The active preset is stored in ~/.duckagent/config.json:
{
"sandbox": {
"preset": "workspace"
}
}The default workspace preset expands to:
{
"filesystem": {
"mounts": [
{ "path": "*", "access": "ro" },
{ "path": ".", "access": "rw" },
{ "path": "$TMPDIR", "access": "rw" }
],
"rules": [
{ "path": ".env", "access": "none" },
{ "path": ".env.*", "access": "none" },
{ "path": ".git", "access": "ro" },
{ "path": "*.pem", "access": "none" },
{ "path": "*.key", "access": "none" },
{ "path": "id_rsa", "access": "none" },
{ "path": "id_ed25519", "access": "none" },
{ "path": "*.p12", "access": "none" },
{ "path": "*.pfx", "access": "none" }
]
},
"network": {
"mode": "proxy",
"hosts": {
"*": "ask",
"127.0.0.1": "allow",
"::1": "allow",
"localhost": "allow"
},
"addresses": {
"127.0.0.0/8": "ask",
"::1/128": "ask",
"10.0.0.0/8": "ask",
"172.16.0.0/12": "ask",
"192.168.0.0/16": "ask",
"100.64.0.0/10": "ask",
"169.254.0.0/16": "deny",
"0.0.0.0/8": "deny",
"::/128": "deny"
}
},
"env": {
"*": "allow"
},
"permissions": {
"tools": {},
"shell": {
"bash -c": "ask",
"bash -lc": "ask",
"chmod": "ask",
"chown": "ask",
"dd": "ask",
"find -delete": "ask",
"git push": "ask",
"git reset --hard": "ask",
"mkfs": "ask",
"node -e": "ask",
"python -c": "ask",
"python3 -c": "ask",
"rm -fr": "deny",
"rm -r": "ask",
"rm -rf": "deny",
"sh -c": "ask",
"sudo": "ask",
"zsh -c": "ask",
"zsh -lc": "ask"
}
}
}Inspect or switch sandbox behavior:
duck sandbox list
duck sandbox get workspace
duck sandbox check workspace
duck --sandbox readonly
duck --sandbox dangerduck
duck --profile work
duck --sandbox readonly
duck model
duck profiles
duck gateway channels
duck gateway service start
duck gateway service log
duck gateway service stop
duck sandbox list
duck sandbox get workspace
duck sandbox check workspace
duck mcp list
duck mcp add docs https://example.com/mcpScheduled tasks are created from normal chat, for example:
Remind me in five minutes to buy groceries.
Every day at 8 AM, summarize what we talked about before.
Pause that reminder.
Change the summary task to 9 AM.
Tasks fire while the profile's long-running service is active:
duck gateway service startSession control slash commands work in the TUI and Gateway channels:
/new
/resume
/resume 2
/rewind
/rewind 3
/rewind appends a rewind event instead of rewriting session JSONL. When file
snapshots were recorded after the target turn, DuckAgent restores old file
contents or deletes newly-created files only if the current file still matches
the recorded post-change checksum.
~/.duckagent/
config.json
profiles/
<name>/
config.json
auth.json
mcp-auth.json
sessions/
memories/
skills/
gateway/
cron/
jobs.jsonl
runs.jsonl
SOUL.md
USER.md
AGENTS.md
avatar.png
The root config.json stores the active profile and machine-level sandbox
configuration.
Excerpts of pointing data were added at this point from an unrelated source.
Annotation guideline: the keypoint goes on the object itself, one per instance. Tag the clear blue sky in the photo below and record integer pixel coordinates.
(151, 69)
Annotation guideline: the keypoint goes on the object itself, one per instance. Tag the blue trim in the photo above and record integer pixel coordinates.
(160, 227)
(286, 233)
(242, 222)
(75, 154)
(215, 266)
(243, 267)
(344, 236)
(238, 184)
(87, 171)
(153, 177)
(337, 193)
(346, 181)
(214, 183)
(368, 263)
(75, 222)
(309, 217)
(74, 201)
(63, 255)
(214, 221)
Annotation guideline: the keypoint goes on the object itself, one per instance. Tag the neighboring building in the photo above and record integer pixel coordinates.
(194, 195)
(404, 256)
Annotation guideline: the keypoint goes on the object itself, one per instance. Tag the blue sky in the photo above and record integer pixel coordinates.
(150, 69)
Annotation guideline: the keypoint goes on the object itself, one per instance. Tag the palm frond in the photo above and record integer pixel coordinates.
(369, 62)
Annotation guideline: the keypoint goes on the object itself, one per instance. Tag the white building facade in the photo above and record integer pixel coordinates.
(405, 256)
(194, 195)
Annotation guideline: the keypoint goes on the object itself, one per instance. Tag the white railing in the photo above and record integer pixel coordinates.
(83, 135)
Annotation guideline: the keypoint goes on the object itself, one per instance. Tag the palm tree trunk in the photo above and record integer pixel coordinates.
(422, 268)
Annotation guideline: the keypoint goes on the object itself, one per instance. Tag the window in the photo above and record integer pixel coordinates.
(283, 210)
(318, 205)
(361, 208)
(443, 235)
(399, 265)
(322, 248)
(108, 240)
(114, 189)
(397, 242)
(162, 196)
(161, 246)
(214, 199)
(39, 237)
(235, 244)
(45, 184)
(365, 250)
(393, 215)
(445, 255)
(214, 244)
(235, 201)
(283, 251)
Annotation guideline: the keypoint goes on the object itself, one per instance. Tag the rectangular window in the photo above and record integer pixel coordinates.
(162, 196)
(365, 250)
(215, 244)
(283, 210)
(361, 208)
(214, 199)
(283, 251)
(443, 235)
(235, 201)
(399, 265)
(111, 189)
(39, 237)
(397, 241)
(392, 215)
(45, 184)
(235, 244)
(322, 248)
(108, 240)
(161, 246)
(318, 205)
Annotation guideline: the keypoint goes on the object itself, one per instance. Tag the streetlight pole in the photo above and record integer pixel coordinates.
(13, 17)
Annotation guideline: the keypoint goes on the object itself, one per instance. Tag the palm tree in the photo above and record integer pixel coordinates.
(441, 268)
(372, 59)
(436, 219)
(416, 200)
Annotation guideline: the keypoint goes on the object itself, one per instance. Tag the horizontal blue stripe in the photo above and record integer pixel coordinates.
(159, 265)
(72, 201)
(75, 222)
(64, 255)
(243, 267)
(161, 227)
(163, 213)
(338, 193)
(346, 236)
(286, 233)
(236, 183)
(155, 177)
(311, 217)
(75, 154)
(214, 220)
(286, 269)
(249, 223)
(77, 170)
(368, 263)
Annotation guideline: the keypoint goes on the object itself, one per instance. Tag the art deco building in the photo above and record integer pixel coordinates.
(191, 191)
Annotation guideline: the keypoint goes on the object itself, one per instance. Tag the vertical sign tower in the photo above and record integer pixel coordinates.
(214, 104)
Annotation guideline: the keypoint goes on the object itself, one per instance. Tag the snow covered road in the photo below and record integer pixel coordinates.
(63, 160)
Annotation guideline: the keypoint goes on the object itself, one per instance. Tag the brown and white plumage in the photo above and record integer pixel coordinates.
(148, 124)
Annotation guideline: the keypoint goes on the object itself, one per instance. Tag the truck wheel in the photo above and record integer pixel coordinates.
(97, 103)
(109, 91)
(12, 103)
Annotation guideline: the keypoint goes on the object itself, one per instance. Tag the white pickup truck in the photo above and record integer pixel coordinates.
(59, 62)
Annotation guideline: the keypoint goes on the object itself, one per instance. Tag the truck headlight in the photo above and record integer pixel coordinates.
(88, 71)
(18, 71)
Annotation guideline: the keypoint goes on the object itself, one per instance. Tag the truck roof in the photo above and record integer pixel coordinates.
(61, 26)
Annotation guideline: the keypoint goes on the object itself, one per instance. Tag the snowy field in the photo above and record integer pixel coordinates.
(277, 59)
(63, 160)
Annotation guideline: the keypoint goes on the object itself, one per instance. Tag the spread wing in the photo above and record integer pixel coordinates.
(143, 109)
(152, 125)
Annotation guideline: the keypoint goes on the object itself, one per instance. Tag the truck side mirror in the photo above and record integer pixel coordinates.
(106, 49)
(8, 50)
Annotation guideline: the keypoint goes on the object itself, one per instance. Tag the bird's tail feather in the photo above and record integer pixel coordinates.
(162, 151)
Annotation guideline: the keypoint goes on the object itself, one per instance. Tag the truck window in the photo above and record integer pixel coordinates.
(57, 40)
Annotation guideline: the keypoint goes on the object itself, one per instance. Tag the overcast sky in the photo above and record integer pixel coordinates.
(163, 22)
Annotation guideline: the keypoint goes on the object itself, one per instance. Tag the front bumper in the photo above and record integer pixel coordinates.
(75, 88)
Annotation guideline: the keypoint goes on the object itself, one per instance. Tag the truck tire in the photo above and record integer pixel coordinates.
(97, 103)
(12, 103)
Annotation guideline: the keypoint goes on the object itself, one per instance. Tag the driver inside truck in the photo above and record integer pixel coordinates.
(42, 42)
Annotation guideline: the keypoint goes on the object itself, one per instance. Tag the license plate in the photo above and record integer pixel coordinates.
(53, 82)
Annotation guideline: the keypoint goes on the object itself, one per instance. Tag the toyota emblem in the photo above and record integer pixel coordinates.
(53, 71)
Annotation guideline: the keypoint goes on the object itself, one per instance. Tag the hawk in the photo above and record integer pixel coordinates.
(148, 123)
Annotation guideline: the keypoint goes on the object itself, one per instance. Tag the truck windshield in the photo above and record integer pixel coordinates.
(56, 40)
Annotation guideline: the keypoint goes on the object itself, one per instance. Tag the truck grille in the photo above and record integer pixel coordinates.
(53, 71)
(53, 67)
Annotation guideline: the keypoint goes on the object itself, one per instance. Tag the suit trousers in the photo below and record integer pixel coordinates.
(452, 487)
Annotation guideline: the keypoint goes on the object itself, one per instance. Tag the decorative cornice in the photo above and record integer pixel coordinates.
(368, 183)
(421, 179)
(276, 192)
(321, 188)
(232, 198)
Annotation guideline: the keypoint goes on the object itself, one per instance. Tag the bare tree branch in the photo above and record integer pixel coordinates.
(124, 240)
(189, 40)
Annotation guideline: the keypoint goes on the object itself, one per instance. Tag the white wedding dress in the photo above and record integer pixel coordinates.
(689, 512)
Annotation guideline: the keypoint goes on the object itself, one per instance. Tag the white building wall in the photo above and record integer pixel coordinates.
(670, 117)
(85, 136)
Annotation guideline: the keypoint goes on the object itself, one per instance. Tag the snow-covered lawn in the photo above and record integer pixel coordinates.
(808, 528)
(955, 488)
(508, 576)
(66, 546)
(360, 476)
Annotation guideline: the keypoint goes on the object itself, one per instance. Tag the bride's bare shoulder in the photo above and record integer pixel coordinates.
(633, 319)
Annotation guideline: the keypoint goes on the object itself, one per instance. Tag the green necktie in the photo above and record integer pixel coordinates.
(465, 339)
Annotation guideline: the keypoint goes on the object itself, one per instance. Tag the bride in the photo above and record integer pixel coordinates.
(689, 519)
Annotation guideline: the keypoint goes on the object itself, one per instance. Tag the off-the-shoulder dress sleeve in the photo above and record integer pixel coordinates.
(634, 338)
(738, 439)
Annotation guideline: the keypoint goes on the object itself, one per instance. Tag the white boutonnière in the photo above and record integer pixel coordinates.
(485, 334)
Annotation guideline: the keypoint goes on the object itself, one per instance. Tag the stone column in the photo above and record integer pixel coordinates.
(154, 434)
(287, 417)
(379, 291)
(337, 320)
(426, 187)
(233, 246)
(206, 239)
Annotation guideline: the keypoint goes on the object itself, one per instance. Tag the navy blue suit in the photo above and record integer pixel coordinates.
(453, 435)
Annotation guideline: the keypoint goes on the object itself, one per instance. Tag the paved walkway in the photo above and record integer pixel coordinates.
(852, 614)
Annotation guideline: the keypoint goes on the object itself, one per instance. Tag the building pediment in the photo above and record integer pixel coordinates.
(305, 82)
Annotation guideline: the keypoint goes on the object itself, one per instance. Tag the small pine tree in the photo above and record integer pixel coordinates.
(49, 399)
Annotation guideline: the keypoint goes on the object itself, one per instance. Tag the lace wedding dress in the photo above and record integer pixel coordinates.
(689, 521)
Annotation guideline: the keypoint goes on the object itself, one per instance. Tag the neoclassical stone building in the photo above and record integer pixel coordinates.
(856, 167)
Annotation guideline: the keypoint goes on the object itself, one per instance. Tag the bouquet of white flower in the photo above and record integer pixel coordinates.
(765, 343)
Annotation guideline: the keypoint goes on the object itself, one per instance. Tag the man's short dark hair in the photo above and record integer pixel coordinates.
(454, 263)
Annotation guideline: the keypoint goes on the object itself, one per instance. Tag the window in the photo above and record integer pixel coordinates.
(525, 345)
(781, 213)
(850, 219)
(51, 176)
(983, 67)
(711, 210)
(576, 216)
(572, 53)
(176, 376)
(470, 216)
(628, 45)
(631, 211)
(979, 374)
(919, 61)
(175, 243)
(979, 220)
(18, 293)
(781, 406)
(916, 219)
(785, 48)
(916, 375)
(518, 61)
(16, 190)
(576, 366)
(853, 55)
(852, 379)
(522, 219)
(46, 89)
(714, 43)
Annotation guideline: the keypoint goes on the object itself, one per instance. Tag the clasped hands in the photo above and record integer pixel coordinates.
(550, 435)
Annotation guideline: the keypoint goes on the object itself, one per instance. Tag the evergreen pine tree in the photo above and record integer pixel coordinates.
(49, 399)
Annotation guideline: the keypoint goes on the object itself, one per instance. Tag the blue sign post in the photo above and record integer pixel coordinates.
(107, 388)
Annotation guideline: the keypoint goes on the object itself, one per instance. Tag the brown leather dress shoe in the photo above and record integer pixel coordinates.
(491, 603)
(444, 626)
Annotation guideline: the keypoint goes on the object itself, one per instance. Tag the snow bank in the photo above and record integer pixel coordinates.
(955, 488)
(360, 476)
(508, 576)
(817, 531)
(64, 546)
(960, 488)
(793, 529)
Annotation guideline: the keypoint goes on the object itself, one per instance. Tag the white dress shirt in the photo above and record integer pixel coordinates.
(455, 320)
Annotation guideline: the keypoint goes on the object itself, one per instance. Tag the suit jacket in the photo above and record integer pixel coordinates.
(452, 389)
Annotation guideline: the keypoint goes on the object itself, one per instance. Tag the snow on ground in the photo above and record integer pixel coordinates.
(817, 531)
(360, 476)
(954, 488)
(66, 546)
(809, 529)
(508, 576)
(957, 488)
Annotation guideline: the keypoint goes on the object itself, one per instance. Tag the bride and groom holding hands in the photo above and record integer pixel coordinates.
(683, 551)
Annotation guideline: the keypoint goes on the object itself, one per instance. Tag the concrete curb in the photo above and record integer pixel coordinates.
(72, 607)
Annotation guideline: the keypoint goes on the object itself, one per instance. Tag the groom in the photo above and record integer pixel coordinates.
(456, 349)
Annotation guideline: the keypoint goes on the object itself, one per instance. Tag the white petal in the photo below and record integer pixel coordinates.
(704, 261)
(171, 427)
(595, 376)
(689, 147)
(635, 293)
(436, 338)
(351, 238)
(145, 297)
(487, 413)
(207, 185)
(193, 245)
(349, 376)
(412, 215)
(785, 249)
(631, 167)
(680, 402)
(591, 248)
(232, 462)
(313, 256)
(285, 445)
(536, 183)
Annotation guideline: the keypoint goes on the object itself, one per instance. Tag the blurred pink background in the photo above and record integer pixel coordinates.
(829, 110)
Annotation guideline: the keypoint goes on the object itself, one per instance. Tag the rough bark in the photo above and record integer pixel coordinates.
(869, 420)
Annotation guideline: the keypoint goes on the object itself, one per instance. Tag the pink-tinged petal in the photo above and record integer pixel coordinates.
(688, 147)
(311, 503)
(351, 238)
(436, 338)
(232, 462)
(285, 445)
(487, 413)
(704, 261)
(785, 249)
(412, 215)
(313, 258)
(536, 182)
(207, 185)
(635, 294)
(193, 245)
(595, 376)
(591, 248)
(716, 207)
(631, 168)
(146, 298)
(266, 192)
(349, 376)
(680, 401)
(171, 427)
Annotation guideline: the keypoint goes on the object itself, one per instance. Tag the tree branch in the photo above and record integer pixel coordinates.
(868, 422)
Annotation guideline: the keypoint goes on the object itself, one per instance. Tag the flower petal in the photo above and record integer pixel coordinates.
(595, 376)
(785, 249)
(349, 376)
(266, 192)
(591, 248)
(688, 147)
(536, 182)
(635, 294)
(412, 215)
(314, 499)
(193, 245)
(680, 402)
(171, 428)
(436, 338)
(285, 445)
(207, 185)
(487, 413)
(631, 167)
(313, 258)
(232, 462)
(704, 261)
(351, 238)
Profile config.json stores non-sensitive runtime settings for
models, Web providers, Gateway, MCP, and related features. Secrets live in
auth.json or mcp-auth.json.
New profiles receive editable copies of the bundled default avatar.png,
SOUL.md, and USER.md. Empty SOUL.md files are initialized from the default
bundled persona. The default USER.md is intentionally blank so the agent does
not assume user background or preferences.
The documentation site lives in docs/ and uses Astro + Starlight:
cd docs
pnpm install
pnpm run dev
pnpm run build| Path | Purpose |
|---|---|
.github/workflows/ |
CI and release automation. |
benchmark/ |
Offline context-policy benchmark harness and pricing data. |
docs/ |
Astro + Starlight documentation site. |
scripts/ |
Linux/macOS and Windows installers. |
src/ |
Rust runtime, TUI, gateway, capabilities, sandbox, MCP, and providers. |
LICENSE.txt |
Apache-2.0 license text. |
CI validates Rust formatting, repository metadata, docs builds, cross-target
checks, native tests, and sandbox smoke coverage. Release tags matching v*
build archive checksums for supported macOS, Linux, and Windows targets.
DuckAgent is licensed under Apache-2.0. See LICENSE.txt.